In 1963 Terry also participated in the March on Washington for Jobs and Freedom. In the aftermath of this event, Students for a Democratic Society (SDS) began Jobs or Income Now (JOIN) Community Union to provide assistance for whites who had migrated from the South and resided in Chicago's Uptown neighborhood. In 1964 local Student Nonviolent Coordinating Committee leader Monroe Sharp introduced Terry to JOIN and she became editor of the organization's community newspaper, The Firing Line. JOIN worked to obtain jobs or welfare for residents by protesting at the local welfare office and providing adult educational programs. JOIN also criticized the use of police brutality and opposed Mayor Richard Daley's urban renewal plans that threatened to displace many Uptown residents. It was around this time that Peggy and Gil Terry split up and Peggy and her children moved Uptown. When the SDS withdrew funding from JOIN in 1967, Terry operated the organization out of her home.

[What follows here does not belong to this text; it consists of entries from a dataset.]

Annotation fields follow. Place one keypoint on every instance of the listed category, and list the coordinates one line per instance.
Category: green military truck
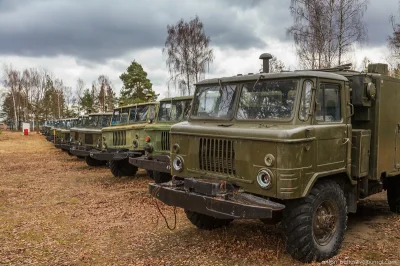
(49, 133)
(297, 147)
(124, 138)
(63, 131)
(87, 136)
(156, 135)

While involved with JOIN, Terry also participated in other social action organizations. In her opposition to the Vietnam War, she became both a member of the Chicago Council for Peace and Voters for Peace. She attended Voters for Peace events and assisted peace candidate John J. Walsh during his campaign for alderman in the 40th district. Terry also advocated for the political rights of Appalachian coal miners through her participation in the Appalachian People's Congress. Convened by the Congress of Appalachian Development, the group endeavored to help residents of Appalachia exercise their political rights.

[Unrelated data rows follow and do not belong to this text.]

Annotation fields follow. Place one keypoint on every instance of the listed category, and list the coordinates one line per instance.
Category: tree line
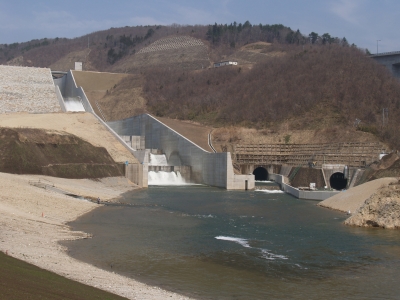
(341, 81)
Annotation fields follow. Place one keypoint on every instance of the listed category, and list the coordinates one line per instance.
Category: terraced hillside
(184, 52)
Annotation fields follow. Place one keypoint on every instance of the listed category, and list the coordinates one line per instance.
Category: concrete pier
(214, 169)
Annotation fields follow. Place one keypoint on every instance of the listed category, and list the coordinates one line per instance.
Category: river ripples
(215, 244)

In 1968 Terry sat on the steering committee for the Southern Christian Leadership Conference's Poor People's Campaign. Headed by Reverend Ralph Abernathy after Martin Luther King's assassination on April 4, the campaign aimed to both expose the conditions that poor Americans of all races lived in and obtain assistance for these people in the form of jobs. On the participants' way to Washington, D.C., Terry spoke before a mass meeting of 3,000 people held at John Welsey AME Church in Columbus, Ohio.

Also in 1968, Terry ran for Vice President on the Peace and Freedom Party ticket with Eldridge Cleaver as the Presidential candidate. As a result of Cleaver's imprisonment, Terry campaigned alone across the country. Her platform included the need for schools to educate children rather than train them for the needs of big business, increasing the taxes on corporations while reducing working people's taxes, and ending the draft and the Vietnam War. Terry never believed they would win, but utilized her campaign to recruit young poor whites' participation in JOIN, which was renamed the National Organizing Committee in 1968.

After the election, Terry returned to Chicago to continue her work as an activist. In the mid 1970s, she appeared on Chicago journalist and broadcaster Studs Terkel's radio show to promote the need to help poor Southern whites both in Uptown and Appalachia. Around this time, the National Organizing Committee was dissolved and Terry began to experience health problems. Despite deteriorating health, she continued her social activism. She wrote to politicians and monitored the work of local organizers. She supported designating January 15th Martin Luther King, Jr. Day in honor of his sacrifice. In the 1980s, she advocated for the end of the nuclear arms race. After years of poor health, Terry died in Chicago in 2004.